C4D Lights and Krakatoa

Which light type would you suggest for speed, efficiency and general predictability with Krakatoa?

I’m guessing you’re going to say spotlights over point lights, but how about area lights? We can specify Z-Direction in C4D so the light emission is directional. I mostly prefer the look from an area light over a spotlight with normal rendering and was wondering how this might influence krakatoa renders.

Also regarding shadows, is it best to stick with shadow maps, does Krakatoa read the shadow map size from the light? How does Krakatoa deal with area shadows?

Thanks
Tim

Hi Tim,

Krakatoa does NOT use the lights of C4D as such, it only reads some parameters from them and uses its internal lights. The only light types supported internally are Spot, Point and Directional. No Area Lights. Additionally, when rendering Voxels, Point lights are also not supported, so you are left with only Spots and Directs. This is a limitation due to the way the current version of Krakatoa calculates volumetric lighting and attenuation. So while an Area light might appear to work with KC4D, it is rendered as a different type internally.
Furthermore, Krakatoa Direct lights are not infinite, they have a source and a cylindrical area where shadows are calculated (in other words, they are kinda like Parallel Spots).

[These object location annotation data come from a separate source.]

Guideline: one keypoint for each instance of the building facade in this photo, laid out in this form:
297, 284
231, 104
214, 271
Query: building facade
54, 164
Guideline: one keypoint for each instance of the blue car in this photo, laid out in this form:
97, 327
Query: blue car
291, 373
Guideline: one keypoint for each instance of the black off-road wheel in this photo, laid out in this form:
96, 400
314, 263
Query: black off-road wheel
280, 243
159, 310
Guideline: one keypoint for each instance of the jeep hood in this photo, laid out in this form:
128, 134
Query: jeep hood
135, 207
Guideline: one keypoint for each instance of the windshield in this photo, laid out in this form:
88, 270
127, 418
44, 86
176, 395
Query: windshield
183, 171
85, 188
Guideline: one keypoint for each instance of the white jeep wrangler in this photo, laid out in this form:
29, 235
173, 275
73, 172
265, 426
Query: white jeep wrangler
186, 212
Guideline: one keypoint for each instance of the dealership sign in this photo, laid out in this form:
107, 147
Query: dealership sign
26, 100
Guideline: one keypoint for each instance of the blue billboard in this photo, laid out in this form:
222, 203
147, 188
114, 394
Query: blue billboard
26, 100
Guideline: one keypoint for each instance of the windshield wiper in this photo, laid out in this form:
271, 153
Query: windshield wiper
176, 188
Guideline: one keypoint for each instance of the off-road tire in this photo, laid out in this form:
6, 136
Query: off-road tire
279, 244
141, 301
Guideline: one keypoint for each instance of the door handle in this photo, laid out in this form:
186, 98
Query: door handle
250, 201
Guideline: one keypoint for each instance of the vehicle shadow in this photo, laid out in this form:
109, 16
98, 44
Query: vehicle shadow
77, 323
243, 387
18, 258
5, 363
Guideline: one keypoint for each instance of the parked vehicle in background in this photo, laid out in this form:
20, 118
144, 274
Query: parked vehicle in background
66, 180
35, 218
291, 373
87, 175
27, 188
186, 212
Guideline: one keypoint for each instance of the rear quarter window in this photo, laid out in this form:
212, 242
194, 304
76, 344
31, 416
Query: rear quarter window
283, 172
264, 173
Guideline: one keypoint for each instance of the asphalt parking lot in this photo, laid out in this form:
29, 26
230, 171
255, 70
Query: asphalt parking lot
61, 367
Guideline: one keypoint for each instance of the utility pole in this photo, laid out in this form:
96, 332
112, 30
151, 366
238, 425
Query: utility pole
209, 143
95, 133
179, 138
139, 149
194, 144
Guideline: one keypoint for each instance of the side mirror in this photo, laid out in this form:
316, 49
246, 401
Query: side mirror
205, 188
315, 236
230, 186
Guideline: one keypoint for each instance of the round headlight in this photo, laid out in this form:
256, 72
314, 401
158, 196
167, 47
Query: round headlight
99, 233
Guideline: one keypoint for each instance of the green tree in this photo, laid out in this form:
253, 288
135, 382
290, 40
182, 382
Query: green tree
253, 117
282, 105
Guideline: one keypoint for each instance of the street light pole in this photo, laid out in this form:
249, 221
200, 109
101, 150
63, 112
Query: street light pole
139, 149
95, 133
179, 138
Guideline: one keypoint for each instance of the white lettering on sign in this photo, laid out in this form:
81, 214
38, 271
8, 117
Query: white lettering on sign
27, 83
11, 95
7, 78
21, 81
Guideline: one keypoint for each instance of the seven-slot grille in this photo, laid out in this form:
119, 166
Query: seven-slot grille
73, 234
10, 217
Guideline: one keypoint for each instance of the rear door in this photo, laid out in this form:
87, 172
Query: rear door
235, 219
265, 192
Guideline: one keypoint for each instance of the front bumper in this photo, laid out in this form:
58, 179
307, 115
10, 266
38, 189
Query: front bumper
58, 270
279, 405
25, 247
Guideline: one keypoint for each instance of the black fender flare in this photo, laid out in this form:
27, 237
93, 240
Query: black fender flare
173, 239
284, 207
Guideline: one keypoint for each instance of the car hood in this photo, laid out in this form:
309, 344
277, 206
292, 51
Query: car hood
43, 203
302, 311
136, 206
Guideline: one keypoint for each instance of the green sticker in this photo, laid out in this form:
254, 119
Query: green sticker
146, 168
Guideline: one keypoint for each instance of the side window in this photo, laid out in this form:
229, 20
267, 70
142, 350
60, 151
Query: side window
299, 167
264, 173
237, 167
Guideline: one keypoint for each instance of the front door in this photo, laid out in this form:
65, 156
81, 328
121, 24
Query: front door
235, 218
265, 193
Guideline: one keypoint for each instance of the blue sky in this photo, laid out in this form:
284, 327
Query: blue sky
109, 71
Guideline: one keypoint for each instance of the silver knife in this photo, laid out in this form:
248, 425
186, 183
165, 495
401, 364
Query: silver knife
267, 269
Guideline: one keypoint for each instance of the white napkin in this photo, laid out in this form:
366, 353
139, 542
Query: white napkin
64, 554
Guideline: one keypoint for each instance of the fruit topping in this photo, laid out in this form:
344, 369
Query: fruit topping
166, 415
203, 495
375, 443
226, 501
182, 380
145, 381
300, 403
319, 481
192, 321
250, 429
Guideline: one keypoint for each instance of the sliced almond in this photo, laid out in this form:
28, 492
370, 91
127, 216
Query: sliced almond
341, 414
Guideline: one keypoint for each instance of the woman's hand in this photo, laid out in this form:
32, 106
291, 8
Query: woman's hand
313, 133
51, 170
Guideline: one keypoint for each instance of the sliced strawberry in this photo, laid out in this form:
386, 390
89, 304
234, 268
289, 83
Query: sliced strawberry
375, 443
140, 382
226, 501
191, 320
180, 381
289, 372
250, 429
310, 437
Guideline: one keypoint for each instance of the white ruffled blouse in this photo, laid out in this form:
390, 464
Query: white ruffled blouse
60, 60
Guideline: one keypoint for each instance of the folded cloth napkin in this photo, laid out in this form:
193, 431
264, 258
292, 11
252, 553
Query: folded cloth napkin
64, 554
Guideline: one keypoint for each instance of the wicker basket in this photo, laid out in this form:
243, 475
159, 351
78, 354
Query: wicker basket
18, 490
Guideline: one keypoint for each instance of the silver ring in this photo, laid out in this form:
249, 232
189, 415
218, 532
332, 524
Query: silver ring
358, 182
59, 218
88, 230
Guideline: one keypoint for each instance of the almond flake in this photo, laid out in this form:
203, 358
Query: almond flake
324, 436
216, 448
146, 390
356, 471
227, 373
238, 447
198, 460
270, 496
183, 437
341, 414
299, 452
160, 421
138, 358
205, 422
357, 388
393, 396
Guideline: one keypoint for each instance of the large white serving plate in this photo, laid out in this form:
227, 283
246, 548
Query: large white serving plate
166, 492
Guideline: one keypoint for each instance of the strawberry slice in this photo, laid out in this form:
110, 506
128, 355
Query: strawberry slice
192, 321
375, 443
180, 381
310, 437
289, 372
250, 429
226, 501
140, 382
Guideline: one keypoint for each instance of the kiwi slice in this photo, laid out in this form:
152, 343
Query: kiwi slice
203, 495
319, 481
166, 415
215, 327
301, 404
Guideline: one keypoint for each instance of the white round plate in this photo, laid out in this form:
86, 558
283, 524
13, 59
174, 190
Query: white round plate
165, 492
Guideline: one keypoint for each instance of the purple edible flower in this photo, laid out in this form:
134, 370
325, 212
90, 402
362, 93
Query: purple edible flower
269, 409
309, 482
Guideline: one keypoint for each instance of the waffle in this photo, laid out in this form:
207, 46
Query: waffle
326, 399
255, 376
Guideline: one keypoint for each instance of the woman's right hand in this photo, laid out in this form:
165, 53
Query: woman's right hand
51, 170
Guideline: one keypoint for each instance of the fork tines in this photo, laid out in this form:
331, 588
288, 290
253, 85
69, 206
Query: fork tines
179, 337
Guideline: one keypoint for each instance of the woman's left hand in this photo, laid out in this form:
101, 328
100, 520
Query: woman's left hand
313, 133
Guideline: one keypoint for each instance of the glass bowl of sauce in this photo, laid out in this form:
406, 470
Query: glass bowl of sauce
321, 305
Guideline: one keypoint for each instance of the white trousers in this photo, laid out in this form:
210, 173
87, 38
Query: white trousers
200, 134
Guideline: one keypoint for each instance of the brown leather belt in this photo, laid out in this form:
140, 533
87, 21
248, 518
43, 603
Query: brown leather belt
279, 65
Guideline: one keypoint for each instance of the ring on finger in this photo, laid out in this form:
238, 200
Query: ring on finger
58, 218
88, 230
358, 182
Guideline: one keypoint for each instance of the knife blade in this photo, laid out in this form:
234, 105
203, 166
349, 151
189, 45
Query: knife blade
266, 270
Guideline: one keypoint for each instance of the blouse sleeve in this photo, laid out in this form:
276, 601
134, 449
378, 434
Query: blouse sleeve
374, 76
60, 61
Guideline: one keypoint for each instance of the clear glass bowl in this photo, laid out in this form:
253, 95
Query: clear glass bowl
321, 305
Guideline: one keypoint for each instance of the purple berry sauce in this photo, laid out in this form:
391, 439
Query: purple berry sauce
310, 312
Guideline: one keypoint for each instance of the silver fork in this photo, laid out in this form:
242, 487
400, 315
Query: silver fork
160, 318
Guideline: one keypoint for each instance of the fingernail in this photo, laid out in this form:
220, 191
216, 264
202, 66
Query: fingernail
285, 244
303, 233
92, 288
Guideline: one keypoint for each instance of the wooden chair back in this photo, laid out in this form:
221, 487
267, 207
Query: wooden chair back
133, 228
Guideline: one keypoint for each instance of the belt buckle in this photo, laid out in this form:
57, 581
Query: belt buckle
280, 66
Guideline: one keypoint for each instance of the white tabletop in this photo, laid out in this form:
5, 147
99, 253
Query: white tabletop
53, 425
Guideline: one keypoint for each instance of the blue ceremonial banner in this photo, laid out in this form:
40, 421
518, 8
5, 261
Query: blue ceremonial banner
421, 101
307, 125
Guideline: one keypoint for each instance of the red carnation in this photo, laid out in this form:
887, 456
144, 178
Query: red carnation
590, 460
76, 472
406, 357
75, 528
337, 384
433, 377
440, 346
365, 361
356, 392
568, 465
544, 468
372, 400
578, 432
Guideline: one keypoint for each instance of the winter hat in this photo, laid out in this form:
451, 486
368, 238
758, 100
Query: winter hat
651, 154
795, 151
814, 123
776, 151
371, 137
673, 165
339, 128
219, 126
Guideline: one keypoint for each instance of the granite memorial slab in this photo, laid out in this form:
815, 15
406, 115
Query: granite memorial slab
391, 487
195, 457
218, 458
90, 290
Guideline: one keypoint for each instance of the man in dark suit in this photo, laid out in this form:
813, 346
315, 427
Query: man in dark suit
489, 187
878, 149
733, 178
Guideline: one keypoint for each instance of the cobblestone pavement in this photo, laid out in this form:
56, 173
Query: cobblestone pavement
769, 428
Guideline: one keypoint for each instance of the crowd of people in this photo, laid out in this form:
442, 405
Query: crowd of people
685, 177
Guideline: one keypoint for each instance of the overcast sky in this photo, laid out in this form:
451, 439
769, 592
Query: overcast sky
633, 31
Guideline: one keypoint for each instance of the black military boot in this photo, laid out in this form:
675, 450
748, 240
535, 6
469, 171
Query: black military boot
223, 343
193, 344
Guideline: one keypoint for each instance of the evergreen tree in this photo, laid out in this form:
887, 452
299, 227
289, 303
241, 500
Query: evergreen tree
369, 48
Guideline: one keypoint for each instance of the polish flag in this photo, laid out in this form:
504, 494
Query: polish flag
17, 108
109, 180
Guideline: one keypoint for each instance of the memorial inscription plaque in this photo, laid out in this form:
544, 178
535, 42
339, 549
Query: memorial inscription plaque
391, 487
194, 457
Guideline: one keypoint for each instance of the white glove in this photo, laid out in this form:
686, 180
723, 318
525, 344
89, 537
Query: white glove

So yeah, I would recommend Spots for best control over where the shadows are calculated. Point lights have to calculate a cubic map with 6 maps for each side, and the quality where the maps meet at the edges and corners of the box can be lower than in the centers of the maps.

It does not matter, Krakatoa reads the Shadow Map size even if the light is NOT set to use Shadow Map. Krakatoa ALWAYS calculates light attenuation (volumetric shadow casting), but it does not use Shadow Maps as you know them, but square Attenuation Maps in the resolution specified by the Shadow Map settings of the light. In general, Krakatoa would default to 512x512 size, but in C4D it always seems to find a valid parameter in the C4D lights, so it uses whatever the Shadow Maps resolution is set to. There is no alternative attenuation calculation method, so there is nothing you can change. Note that if Shadow casting is set to None for a light, Meshes tagged as “Visible To Lights” using the Mesh tag will not cast shadows on particles. ANY shadow type (Shadow Maps, Raytraced or Area) will produce the shadow casting from the mesh into the particles.

We have tried to take into account all Krakatoa and C4D light properties available and matched them as well as possible, but they are NOT the same lights and a lot of C4D properties are just ignored, and some like aspect work slightly differently. If you want to control the “native Krakatoa lights”, you can drop a Light tag on a C4D light and override the properties. In that case, the type of the light will control which of the several light type tabs will come into play…

Hope this helps.

It certainly does help, very useful information.